Though a summary of the Kerry-Lieberman bill makes it clear that the "American Power Act" doesn't seek to limit access to secondary carbon markets, language that restricts the auctioning and primary physical trading of emissions allowances and offset credits to "registered carbon market participants" is causing the most heartburn.
In the emissions trading section of the proposed bill, lawmakers stipulate that primary trading and end-delivery of emission allowances and derived futures contracts would be restricted to a separately selected group of individuals or institutions, to be determined by the Commodity Futures Trading Commission, in conjunction with U.S. EPA and the Treasury Department. Companies facing caps on their emissions levels are also allowed in.
That generally wouldn't be a problem for firms and traders, except that the bill makes no attempt to define what a registered participants is. If most actors are not included in that definition, this provision, along with an explicit ban on certain derivatives, leaves little of a federal market left to take part in, experts say.
"We can't think of any markets that restrict trading to the underlying but have unfettered access to the swaps market," said Evan Ard, director of marketing at Evolution Markets, an energy and emissions brokerage. "It just doesn't make sense for anyone to do that."
Concerns about liquidity
Traders note that in the European Union's Emission Trading System (ETS), currently the world's largest and most liquid carbon market, the vast majority of trading is in the primary, physically delivered products. These are emissions allowances and offset credits that are retired at a pre-determined date. Banks and brokerages don't normally delve into trading in secondary futures and options unless they have access to that physical market.
As Ard and others point out, the E.U. ETS began first as a forward contracts traded market, with all emissions allowances expiring at the end of the year. Later, futures contracts were added, allowing companies facing a cap on their emissions to hedge against the future cost of carbon up to a few years out. Spot trading, speculation on the day-to-day swings in prices, came only later.
Unless "registered carbon markets participants" is liberally defined, it would mark an unprecedented move by the federal government to restrict access to a commodities market, experts note. Even U.S. EPA's sulfur dioxide and nitrogen oxide trading programs, the world's first pollution trading systems, allow open access -- insiders point out that in the past, school groups have even been involved in the trading of SO2 allowances.

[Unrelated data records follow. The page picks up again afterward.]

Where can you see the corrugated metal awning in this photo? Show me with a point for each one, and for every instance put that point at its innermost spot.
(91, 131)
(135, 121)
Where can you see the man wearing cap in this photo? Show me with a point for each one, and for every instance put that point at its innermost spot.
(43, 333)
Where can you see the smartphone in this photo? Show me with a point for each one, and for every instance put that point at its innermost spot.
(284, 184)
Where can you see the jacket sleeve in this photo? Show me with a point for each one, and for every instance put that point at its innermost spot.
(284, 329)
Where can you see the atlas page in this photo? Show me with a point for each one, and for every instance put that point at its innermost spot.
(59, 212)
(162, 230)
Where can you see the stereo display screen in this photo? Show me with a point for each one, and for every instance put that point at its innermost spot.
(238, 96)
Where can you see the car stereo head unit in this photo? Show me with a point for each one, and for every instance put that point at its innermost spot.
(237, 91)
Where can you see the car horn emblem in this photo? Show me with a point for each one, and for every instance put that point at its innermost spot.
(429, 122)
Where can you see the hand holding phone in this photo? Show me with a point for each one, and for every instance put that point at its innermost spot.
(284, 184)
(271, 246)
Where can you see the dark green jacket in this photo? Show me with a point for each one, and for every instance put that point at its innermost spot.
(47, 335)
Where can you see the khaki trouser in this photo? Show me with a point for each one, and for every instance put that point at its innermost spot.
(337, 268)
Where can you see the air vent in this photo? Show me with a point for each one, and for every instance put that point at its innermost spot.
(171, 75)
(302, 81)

"It's essential for a market when it first gets started to be able to operate with a maximum amount of liquidity and with as many counterparties as you can bring into the market," argued Ard.
Some of the biggest names on Wall Street are also concerned.

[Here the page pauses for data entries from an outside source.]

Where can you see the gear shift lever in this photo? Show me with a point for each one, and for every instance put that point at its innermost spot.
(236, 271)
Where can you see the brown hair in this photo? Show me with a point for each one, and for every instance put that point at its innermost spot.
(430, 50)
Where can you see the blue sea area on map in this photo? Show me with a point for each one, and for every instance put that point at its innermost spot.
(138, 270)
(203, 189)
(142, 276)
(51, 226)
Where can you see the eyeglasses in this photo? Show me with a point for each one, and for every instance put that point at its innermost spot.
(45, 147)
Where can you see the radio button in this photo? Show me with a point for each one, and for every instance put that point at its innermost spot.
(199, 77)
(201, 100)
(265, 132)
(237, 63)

"Look at the E.U. ETS," said Steven Schleimer, director of energy and environmental regulation at Barclays Capital in New York. "The vast, vast majority of transactions are physical, and there is only a minor amount of transactions that are financial, so all the liquidity is in the physical market."
Barclays currently helps its European customers hedge against future spikes in the price of emissions allowances, securing futures contracts in E.U. allowances (EUAs) good for up to five years out. But Schleimer says his bank is only able to do this because it's able to openly participate in the primary carbon market there.